Vendredi 31 juillet 2015 :
Les dernières 48 heures resteront probablement gravées dans nos mémoires pour le restant de notre vie.
Mercredi 29, vers 22h30, l’avis tombe. La dépression que nous souhaitons accrocher vient de changer de classification. Après avoir aspiré deux autres dépressions, elle s’est transformée en ouragan. Sur le pont, c’est le branle-bas de combat.
On monte prendre un ris dans la Misaine, puis serrer la grand voile. D’autres équipes préparent des rabans supplémentaires afin de sur-rabanter toutes les voiles. On abaisse la corne d’artimon et on la haubane avec des sangles. On installe des lignes de vie sur la dunette. On assure tout ce qui peut se balader, des supports des canots aux tabourets. Puis on tente autant que possible de grappiller quelques heures de sommeil. Mais finalement, un nouveau bulletin météo en milieu de nuit change de ton : après avoir déversé sa furie sur Terre-Neuve, l’ouragan est redevenue une dépression classique.
En lieu et place d’une furie avec des vents à plus de 70 nœuds, nous avons donc eu le droit à un jeudi au soleil à observer, incrédules, des libellules sur le pont et des poissons volants à la latitude des bancs de Terre-Neuve… Après la nuit que nous venions de passer, ces heures de repos au soleil étaient les bienvenues.
Car notre programme n’avait pas changé pour autant : nous devions suivre la dépression sur son flanc Sud afin d’accrocher les vents portant qu’elle produirait.
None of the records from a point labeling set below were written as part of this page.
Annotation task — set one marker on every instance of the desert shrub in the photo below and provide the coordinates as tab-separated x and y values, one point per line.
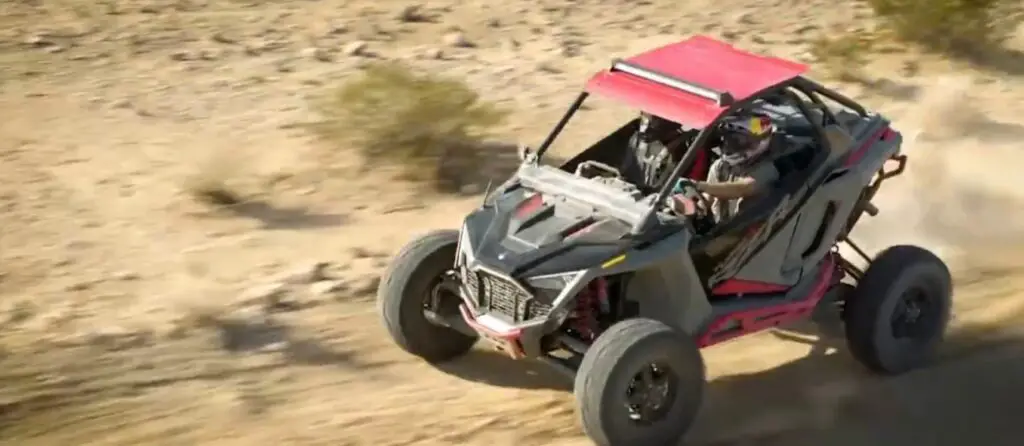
957	27
420	123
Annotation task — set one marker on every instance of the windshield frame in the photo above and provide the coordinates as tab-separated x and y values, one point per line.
808	88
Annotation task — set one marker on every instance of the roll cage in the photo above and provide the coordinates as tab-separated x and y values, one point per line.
791	89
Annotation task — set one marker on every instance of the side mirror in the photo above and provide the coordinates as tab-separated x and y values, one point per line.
524	152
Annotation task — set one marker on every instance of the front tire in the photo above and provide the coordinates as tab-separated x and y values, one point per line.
406	288
641	383
896	317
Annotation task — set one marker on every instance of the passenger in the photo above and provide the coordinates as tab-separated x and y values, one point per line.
744	170
653	149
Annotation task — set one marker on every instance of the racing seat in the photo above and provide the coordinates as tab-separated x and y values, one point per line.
840	140
710	249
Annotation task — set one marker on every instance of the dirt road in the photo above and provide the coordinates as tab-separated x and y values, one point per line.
133	315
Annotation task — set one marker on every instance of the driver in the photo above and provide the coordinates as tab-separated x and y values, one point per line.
744	168
650	149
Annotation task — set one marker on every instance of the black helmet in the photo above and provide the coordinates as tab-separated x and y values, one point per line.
650	147
744	137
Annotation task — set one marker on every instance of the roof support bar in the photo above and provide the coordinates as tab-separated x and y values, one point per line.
722	98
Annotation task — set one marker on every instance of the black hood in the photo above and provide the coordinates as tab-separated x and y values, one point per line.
525	233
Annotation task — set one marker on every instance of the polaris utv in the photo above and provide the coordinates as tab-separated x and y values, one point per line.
588	268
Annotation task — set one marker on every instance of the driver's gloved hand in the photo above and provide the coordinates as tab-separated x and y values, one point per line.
681	184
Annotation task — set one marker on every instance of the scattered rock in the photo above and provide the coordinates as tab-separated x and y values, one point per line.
127	276
511	44
116	338
38	41
412	13
355	48
224	37
79	286
457	39
303	274
266	296
470	189
317	54
324	287
182	55
339	28
366	285
361	253
433	53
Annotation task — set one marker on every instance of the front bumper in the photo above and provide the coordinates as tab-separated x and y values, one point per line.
499	323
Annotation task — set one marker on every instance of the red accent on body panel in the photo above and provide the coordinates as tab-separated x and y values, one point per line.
699	170
530	205
881	135
701	60
510	339
740	286
756	320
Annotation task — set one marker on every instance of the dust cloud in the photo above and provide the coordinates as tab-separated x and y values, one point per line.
962	194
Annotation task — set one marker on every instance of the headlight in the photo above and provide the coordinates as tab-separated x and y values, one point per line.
465	253
553	281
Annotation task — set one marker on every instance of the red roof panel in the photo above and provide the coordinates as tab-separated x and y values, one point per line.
700	60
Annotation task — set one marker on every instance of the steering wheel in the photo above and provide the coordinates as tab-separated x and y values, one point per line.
587	168
688	189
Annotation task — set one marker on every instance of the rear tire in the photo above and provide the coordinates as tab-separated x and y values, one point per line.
897	316
406	287
612	375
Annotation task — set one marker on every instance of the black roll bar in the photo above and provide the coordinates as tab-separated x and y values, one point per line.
561	124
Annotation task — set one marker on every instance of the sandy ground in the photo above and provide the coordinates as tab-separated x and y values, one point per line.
133	315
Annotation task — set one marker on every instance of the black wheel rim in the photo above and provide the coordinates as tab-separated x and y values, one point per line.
913	317
651	394
438	298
Dans la soirée d’hier, la bascule s’est amorcée, le baromètre a débuté sa descente et les vents ont donc commencé à fraîchir progressivement. A 7h ce matin, nous étions enfin dans le cœur du sujet.
Difficile de décrire une journée comme celle que nous venons de passer. Difficile également de la rendre à l’image. Quoi qu’on fasse, les objectifs affaissent les montagnes d’eau qui ont défilé sous notre quille et les mots n’ont pas la force d’une rafale de vent à 45 nœuds. Les regards ont été nombreux à se perdre dans cette majestueuse houle atteignant 7 mètres établis au plus fort.
Si on se sent petit lorsqu’on traverse un océan, on se sent franchement minuscule face ces vagues aussi belles, attirantes et dangereuses que les sirènes de l’Odyssée. Lorsqu’on les voit déferler au dessus des passavants, que le sillage de L’Hermione semble onduler devant nos yeux sur les chemins escarpés d’une colline en mouvement perpétuel, que l’on se retrouve presque couché sur le pont afin de compenser le roulis, que l’on voit la pointe des canons effleurer la surface de l’eau, que le pont tremble sous nos pieds lorsque la frégate accélère en surfant sur les vagues, on se sent plus vivant que jamais.
D’autant que L’Hermione a été conçue pour ces conditions : 35 nœuds établis de grand largue et une houle arrière sont un terrain de jeu idéal pour le trois-mâts. Les barreurs se sont relayés à quatre pour des quarts épuisants car la moindre erreur pouvait entrainer une sanction immédiate. Mais les volontaires n’ont pas failli et nous avons battu tous les records : vitesse maximale de 13,3 nœuds atteinte 2 fois dans la journée (notre précédent record était 12,7 nœuds lors des essais en mer 2014) et près de 11 nœuds de moyenne avec 130 miles parcourus en 12h. Entre minuit jeudi et minuit vendredi, nous avions même enfin dépassé les 240 miles nautiques en 24h, soit 10 nœuds de moyenne !
Dans la nuit de vendredi à samedi, nous continuions à filer au dessus de 10 nœuds presque en permanence, dans une houle toujours aussi grosse et rentrant toujours aussi régulièrement par les sabords. Le plus gros de la dépression nous a désormais dépassé mais nous devrions continuer à profiter de vents mollissant mais favorables durant encore une journée au moins. Puis nous nous trouverons sur la route d’une dépression secondaire qui devrait nous permettre de conserver le lion de L’Hermione pointé en direction de Brest.